Passive aggression is your enemy when dealing with your roommates. It just builds up resentment and general bad feelings. Be direct, be clear and be kind. There’s no need to make voicing a concern into a personal attack.
This might sound terrifying if you’re not into confrontation. Try softening the conversation by making dinner or inviting your roommate out for dessert. The thing to remember is people respond better to touchy situations when their mood is good and emotions are calm.
Remember there are two sides to every conflict, and no one is a perfect roommate.
Voice your concerns calmly and kindly, but be sure they are heard.
There are certain inconveniences and quirks that you learn to live with and let go. Choose your battles.
When the issue at hand is big enough to not just let go and forget, compromise is key. Negotiation professionals recommend hearing first and then letting yourself be heard. This lets you come at the issue with all the available information and the ability to propose solutions.
You can’t expect your roommate to be willing to adapt to you if you aren’t willing to adapt to them. Be flexible and willing to propose solutions that have you meeting them halfway.
Ultimately, your greatest tool is to understand one another. You don’t have to like your roommate or be their friend. It helps the situation a lot if you can meld like that, but it’s not always doable.

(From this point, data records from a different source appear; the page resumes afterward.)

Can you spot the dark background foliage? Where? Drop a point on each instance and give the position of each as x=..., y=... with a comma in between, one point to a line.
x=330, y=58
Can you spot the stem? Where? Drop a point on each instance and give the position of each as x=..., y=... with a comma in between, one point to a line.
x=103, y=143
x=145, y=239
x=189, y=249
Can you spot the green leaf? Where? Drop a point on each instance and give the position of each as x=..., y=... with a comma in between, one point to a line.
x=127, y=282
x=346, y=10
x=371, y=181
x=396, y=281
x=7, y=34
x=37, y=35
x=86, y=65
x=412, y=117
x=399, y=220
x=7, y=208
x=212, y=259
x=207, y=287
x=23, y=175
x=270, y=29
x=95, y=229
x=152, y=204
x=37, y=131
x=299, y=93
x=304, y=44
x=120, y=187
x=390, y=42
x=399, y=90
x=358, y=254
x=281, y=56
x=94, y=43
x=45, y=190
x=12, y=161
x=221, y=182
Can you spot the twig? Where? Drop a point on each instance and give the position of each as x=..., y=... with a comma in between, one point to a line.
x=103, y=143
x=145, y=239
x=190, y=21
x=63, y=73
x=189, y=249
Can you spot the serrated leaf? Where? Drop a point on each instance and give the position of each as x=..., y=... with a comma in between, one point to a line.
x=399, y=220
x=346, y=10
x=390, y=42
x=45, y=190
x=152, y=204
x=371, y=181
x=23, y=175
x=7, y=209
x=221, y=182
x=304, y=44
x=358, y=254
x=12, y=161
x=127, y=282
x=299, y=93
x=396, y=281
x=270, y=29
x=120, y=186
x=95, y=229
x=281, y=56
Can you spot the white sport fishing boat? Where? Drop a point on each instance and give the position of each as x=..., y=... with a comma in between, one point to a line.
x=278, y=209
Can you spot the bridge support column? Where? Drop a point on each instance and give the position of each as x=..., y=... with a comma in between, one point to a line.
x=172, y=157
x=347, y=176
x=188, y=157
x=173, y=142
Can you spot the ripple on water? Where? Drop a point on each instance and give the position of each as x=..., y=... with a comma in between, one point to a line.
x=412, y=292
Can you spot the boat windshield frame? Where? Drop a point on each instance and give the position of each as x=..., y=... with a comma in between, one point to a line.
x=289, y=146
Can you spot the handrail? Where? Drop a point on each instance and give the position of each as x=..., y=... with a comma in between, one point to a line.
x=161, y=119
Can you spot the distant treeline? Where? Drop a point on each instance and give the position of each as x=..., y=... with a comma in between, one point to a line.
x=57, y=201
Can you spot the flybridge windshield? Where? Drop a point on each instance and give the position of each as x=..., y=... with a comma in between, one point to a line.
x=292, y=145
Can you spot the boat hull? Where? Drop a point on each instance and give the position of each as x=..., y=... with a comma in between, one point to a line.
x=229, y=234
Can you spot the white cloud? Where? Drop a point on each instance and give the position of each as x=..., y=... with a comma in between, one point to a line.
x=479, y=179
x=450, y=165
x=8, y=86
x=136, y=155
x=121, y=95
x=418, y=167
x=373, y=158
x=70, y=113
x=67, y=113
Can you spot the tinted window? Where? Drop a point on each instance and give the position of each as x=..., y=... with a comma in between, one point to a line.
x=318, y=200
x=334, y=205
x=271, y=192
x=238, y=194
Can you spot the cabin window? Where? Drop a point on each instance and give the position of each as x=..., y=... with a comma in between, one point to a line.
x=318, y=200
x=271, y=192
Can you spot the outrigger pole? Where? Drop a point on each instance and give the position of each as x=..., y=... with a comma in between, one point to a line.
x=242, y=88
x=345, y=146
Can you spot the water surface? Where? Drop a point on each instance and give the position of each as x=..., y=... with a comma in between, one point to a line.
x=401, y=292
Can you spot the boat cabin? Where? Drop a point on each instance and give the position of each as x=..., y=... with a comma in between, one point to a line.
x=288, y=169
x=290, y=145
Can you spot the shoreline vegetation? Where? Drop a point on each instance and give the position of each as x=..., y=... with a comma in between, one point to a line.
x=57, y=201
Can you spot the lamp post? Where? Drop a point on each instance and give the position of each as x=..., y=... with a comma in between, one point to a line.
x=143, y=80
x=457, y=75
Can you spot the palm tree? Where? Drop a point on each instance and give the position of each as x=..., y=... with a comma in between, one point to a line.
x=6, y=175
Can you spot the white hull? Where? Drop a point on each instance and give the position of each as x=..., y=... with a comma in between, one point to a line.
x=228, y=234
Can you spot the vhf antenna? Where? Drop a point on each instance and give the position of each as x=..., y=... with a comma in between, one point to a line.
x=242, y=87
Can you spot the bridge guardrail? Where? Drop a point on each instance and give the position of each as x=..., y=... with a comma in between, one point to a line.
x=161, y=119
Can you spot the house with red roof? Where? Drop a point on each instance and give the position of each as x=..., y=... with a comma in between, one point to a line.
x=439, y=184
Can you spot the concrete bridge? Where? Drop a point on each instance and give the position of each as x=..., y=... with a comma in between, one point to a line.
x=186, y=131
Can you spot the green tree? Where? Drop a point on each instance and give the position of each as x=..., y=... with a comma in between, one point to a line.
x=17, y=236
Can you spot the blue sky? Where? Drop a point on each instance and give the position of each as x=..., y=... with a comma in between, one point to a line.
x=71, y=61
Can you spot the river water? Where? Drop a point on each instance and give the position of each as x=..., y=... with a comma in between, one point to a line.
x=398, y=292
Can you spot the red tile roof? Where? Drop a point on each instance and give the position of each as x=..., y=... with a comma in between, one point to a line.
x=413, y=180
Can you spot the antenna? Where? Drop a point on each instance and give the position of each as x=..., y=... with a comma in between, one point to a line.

What you can always do is seek to understand their side of things. With understanding comes a greater capacity for empathy and compromise.
Stephen R. Covey is famous for his self-help and leadership programs. He recommends seeking understanding first, then explaining your side and seeking to be understood. By demonstrating your willingness to be reasonable and reach out, you open the door for your roommate to do the same.
At the end of the day, you have to keep on living with this person. Be an adult, take the reigns in this relationship, and enjoy the benefits of building a community through communication, compromise and understanding.